Updated: Jun 6, 2018
It's not so much that we're afraid of change or so in love with the old ways, but it's that place in-between that we fear . . . . It's like being between trapezes. It's Linus when his blanket is in the dryer. There's nothing to hold on to.”
~ Marilyn Ferguson
My work as a life coach could be described as, a bridge between. I work and encourage and support in the liminal spaces. The word “liminal” comes from the Latin word limens, meaning literally, "threshold." I'm there at the threshold, standing with the client as they ready themselves to cross the boundaries from where they are, to where they want to be. I tell clients that this is the sweet spot, where they must let go of all that's comfortable, and familiar, and reach for the new.
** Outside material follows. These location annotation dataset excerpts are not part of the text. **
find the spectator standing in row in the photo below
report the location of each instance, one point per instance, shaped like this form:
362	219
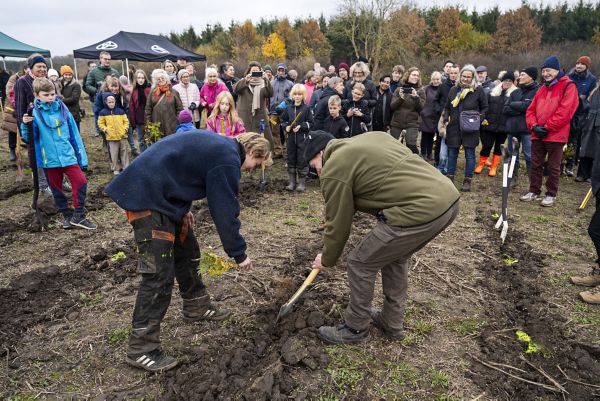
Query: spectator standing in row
466	101
164	104
407	103
516	125
254	93
281	91
484	80
493	133
429	116
71	93
382	110
189	95
137	106
586	82
397	74
344	72
548	118
335	86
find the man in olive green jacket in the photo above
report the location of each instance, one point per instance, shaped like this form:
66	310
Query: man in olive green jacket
413	201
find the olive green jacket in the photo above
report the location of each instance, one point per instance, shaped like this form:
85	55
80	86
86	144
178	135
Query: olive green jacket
373	173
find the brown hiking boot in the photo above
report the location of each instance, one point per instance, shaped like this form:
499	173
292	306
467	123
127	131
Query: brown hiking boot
591	280
592	296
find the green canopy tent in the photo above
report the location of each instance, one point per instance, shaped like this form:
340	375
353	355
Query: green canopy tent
10	47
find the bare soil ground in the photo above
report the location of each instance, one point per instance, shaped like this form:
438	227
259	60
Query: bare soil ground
66	299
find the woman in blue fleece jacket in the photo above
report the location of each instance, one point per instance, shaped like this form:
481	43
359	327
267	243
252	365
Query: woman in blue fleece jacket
157	191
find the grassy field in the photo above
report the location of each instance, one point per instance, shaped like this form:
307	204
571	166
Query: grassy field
66	299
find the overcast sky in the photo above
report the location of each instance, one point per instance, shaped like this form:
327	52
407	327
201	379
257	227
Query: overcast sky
68	24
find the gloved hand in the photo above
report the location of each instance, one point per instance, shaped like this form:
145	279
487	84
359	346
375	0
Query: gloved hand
540	132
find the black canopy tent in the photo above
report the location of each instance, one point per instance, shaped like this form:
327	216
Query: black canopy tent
136	46
10	47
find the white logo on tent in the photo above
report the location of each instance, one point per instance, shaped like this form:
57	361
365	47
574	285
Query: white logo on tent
110	45
158	49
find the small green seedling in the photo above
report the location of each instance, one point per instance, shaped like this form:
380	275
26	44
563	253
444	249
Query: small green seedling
118	256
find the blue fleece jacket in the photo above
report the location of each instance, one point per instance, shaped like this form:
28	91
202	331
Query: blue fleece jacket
56	137
181	168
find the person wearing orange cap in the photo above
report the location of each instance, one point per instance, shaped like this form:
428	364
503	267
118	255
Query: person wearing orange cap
70	93
586	82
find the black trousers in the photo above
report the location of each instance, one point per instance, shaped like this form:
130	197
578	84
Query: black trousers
491	140
167	250
427	144
594	229
295	147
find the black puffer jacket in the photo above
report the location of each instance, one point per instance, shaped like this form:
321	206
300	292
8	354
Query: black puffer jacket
495	117
370	94
476	101
516	106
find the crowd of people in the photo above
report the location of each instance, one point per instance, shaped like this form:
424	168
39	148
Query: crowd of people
552	113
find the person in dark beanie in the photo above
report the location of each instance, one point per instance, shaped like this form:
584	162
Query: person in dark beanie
376	174
585	82
548	118
516	125
193	165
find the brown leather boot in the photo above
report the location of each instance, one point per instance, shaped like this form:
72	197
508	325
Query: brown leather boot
480	164
494	169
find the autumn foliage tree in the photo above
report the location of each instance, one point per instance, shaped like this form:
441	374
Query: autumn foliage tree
516	32
274	48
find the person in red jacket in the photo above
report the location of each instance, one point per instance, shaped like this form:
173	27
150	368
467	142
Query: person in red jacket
548	118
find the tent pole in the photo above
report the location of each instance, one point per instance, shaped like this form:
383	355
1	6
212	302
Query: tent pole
75	68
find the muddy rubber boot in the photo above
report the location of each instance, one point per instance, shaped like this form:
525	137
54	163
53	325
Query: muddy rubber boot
201	308
494	169
480	164
292	178
302	180
466	186
592	296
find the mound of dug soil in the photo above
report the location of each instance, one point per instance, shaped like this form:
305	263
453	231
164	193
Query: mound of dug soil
521	306
258	360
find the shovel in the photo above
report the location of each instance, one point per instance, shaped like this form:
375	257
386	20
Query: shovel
507	173
289	305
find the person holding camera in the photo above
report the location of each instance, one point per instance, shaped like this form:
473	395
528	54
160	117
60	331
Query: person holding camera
548	118
407	103
189	94
254	92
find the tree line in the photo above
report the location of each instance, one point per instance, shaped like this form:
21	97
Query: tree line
389	32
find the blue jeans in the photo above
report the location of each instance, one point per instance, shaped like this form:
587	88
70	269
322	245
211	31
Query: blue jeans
443	163
469	161
525	140
140	129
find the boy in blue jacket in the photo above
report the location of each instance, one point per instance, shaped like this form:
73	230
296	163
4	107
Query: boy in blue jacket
59	151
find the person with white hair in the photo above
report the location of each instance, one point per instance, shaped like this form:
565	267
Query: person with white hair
164	104
189	94
210	90
466	105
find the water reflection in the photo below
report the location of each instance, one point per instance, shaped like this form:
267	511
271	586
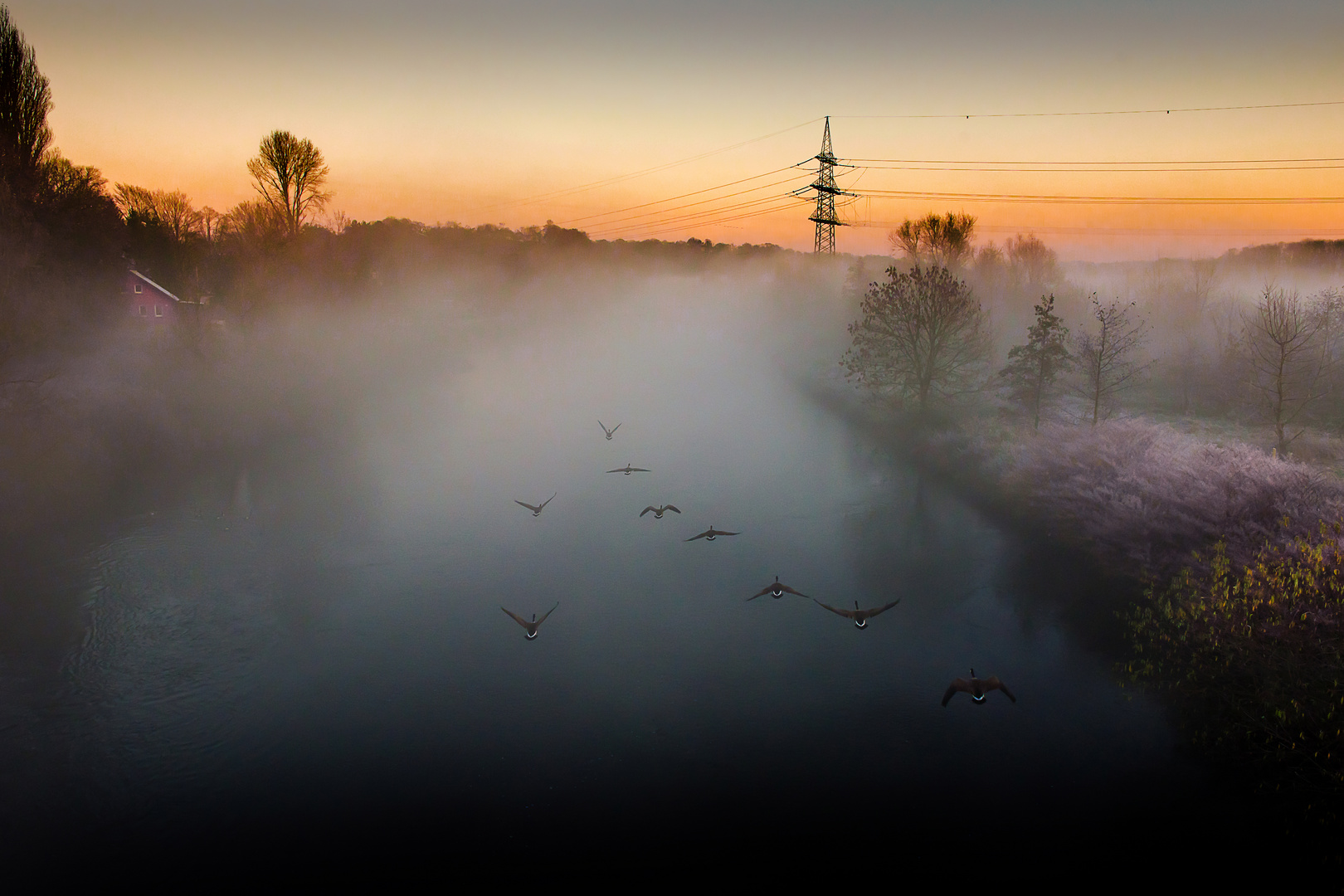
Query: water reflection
331	649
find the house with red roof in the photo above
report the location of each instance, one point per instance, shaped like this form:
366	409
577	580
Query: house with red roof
149	301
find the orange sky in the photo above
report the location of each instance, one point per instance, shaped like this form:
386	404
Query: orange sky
463	112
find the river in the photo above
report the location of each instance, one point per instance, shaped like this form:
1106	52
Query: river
311	649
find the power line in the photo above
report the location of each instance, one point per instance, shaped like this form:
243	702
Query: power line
1127	231
1040	162
722	221
665	212
679	221
1113	112
1110	201
616	179
694	192
1094	171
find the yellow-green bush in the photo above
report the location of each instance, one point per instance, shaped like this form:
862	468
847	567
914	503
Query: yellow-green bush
1254	657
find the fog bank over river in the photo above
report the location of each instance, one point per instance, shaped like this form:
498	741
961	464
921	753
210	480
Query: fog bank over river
314	642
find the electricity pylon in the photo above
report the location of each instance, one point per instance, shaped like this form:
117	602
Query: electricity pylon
827	192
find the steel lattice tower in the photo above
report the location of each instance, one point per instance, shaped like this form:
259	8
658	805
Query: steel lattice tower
827	192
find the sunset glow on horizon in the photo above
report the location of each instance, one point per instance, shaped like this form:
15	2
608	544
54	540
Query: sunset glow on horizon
520	113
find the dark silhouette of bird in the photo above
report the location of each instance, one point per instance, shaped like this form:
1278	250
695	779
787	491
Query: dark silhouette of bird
776	590
977	688
710	535
533	625
537	511
860	617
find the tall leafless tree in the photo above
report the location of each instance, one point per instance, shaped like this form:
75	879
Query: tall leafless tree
1107	358
290	173
1281	338
923	336
936	241
24	102
1032	262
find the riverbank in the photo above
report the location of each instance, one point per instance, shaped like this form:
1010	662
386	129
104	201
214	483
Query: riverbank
1237	572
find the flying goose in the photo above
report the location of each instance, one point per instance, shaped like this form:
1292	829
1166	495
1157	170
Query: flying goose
977	688
710	535
537	511
776	590
533	625
860	617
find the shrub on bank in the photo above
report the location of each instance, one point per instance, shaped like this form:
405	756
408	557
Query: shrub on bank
1144	496
1254	655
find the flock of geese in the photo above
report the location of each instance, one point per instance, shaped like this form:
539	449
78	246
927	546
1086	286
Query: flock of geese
977	688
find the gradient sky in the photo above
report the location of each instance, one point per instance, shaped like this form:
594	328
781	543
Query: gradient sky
464	112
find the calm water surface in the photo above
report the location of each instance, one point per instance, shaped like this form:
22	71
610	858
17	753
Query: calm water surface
314	644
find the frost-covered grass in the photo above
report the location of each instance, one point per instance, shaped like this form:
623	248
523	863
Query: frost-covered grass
1146	496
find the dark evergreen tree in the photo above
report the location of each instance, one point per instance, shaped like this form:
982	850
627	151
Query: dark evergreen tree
1032	368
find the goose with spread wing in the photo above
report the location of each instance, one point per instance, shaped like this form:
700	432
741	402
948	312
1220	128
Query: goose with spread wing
977	688
533	625
860	617
537	511
710	535
776	592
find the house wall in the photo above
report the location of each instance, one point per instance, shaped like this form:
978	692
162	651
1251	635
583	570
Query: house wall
149	304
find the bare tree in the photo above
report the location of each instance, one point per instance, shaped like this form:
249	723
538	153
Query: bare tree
24	102
1281	338
178	214
290	175
923	334
208	223
1034	367
171	210
937	241
1105	359
1032	262
1328	308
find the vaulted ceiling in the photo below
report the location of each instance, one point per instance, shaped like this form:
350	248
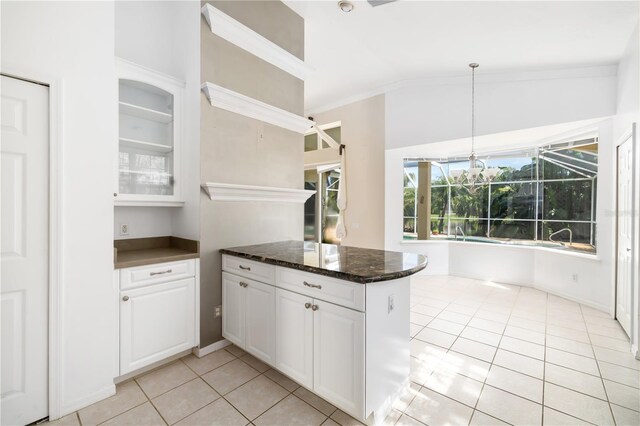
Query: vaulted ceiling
369	48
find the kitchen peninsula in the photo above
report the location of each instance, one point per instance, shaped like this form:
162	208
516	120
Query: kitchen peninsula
333	318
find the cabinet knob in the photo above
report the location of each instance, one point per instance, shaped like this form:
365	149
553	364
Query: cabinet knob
306	284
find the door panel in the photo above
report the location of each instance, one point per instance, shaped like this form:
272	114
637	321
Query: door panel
233	309
156	322
339	361
260	321
294	336
24	163
624	280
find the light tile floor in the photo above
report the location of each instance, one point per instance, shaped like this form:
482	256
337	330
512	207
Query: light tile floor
482	353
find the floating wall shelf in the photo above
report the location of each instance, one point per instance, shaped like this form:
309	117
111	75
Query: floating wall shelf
244	37
232	192
145	113
240	104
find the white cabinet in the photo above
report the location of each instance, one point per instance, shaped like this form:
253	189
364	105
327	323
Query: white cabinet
294	336
321	346
248	315
347	342
158	317
338	353
150	108
233	309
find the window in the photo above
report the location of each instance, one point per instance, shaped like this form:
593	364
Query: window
544	196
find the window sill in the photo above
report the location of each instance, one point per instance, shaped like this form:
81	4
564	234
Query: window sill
586	256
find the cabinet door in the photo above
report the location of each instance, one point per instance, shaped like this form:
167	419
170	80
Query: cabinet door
150	130
339	362
156	322
294	336
233	309
260	321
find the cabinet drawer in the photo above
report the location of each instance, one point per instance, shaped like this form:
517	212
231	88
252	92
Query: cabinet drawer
248	268
141	276
340	292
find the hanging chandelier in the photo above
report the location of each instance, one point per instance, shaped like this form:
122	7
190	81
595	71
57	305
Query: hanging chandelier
477	173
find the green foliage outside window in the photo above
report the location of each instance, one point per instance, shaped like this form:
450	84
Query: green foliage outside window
530	199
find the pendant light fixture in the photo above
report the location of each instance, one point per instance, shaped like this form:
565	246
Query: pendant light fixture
477	173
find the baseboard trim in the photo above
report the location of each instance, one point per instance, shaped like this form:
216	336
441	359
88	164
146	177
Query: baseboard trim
150	367
76	405
601	307
200	352
589	303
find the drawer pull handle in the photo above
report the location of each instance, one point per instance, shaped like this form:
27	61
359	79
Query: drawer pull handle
318	286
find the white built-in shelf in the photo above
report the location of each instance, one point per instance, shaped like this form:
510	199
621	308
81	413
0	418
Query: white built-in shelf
233	192
146	113
240	104
143	172
244	37
148	146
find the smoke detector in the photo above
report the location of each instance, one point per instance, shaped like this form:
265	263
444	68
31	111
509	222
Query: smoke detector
345	6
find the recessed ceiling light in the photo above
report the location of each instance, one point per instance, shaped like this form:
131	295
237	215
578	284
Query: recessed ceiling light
345	6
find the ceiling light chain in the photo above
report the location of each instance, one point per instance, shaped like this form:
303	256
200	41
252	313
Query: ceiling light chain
474	175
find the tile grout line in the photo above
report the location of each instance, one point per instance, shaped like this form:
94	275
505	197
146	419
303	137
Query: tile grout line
599	371
484	382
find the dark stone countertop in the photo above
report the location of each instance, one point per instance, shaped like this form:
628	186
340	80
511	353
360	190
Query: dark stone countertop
355	264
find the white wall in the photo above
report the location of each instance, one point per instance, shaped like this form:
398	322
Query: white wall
628	112
362	132
165	36
439	109
431	119
71	44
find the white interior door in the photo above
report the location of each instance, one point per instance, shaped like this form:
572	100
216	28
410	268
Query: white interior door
625	235
25	250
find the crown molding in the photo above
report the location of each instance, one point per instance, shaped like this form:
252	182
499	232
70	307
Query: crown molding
233	192
240	104
244	37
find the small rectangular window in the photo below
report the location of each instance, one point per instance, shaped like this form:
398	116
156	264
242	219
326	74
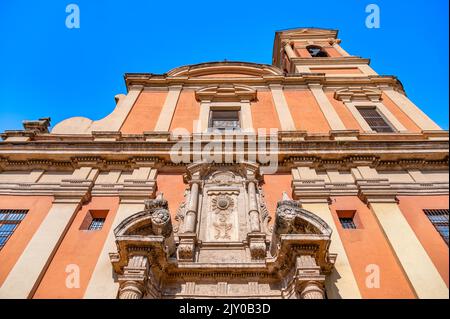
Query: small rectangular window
224	120
347	223
375	120
96	224
9	220
439	219
94	220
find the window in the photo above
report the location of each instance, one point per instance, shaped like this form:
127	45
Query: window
316	51
439	219
375	120
347	223
94	220
9	220
224	120
96	224
347	219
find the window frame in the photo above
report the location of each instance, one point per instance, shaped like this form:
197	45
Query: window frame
236	109
439	222
380	114
321	50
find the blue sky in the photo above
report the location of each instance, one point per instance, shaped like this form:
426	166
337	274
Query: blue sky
47	69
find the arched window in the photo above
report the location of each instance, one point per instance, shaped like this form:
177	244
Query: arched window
316	51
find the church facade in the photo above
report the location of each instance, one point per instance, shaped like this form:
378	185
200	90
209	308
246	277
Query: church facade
313	177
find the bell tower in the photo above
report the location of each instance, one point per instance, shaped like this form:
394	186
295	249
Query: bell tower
314	50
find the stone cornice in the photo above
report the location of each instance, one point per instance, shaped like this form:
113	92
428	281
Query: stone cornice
330	61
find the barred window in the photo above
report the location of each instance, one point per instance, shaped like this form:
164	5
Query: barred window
224	120
439	219
96	224
316	51
347	223
9	220
375	120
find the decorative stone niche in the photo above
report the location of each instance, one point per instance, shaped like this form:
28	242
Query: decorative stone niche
222	245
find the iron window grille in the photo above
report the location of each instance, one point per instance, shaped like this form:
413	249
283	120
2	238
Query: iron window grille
96	224
439	219
224	120
9	220
347	223
375	120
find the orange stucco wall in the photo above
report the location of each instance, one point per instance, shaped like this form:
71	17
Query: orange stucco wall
264	114
302	52
306	112
368	245
38	207
173	187
186	112
79	247
273	188
145	113
344	114
399	114
412	208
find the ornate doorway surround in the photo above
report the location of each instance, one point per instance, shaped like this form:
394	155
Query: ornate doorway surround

It might be more accurate to say it's the bittersweet spot, because there are always things you must give up in order to change, grow and move forward.
A liminal space - the place of transition, waiting and not knowing, is happening at all times. Most people want to quickly cross the threshold and rush to the other side, but there's much to gain from the in-between, and it's a necessary stage to acclimate you to the coming change. Can you embrace the in-between?
Regardless of your awareness during a transition, regardless of wanting the transition and regardless of asking for the transition, it's still disorientating. Career change, moving, having children, sickness, marriage and divorce, are all examples of times where you're at the threshold; where you can still see and feel the old life, but you know you must walk across to the new.
“I am seeking the bridge which leans from the visible, to the invisible through reality.” ~Max Beckmann
THE MIDDLE WAY
This can be a painful place; you may feel lonely, depressed and overwhelmed, and the natural instinct is to run, but because this is a place of ambiguity, a grey area with blurred edges, you're running blind and often, in fear. Many of my clients describe it like there's a fog all around them, they're lost in a thick forest, or they can hear voices but cannot make out the words. In Buddhist philosophy this is called “the middle way.” A place where there's no reference point, and beyond needing courage, you must adopt a new way of seeing; with intuition, a beginner's mind and trust.
It's in the resistance of the in-between that you can miss the opportunity to transform. If you can just pause and rest in the liminal space, you'll see that pain and possibility can exist simultaneously, and that hardship and ease are there as well. If you practice standing in the liminal space, you can not only let go of what doesn't serve you, but begin to clear the fog and start to imagine what could be.
The essence of transformation is awareness, and you cannot become aware when you're looking for a way out, instead of accessing what is within. Transformation demands curiosity and openness, and is the process of shifting from patterns of fear and avoidance, to new patterns of possibility and willingness.
During the coaching process we don't rush headfirst into a solution, but instead see the richness in the moment as the client explores what wasn't working and what needs to be released; a cleansing, and ultimately an acceptance of something that's come to pass. It's also a time of claiming the memories, messages and meaning from the previous experiences – tools and treasures which they will carry over the threshold as they embark on the journey.
It's in the middle way that new perspectives, habits and ideas can materialize. Maybe that's why I've always loved the image of a beautiful door; it conjures up the image of possibility, and the knowledge that you can close the door on one chapter of your life and open the door and cross and the threshold into a new and more fulfilling one.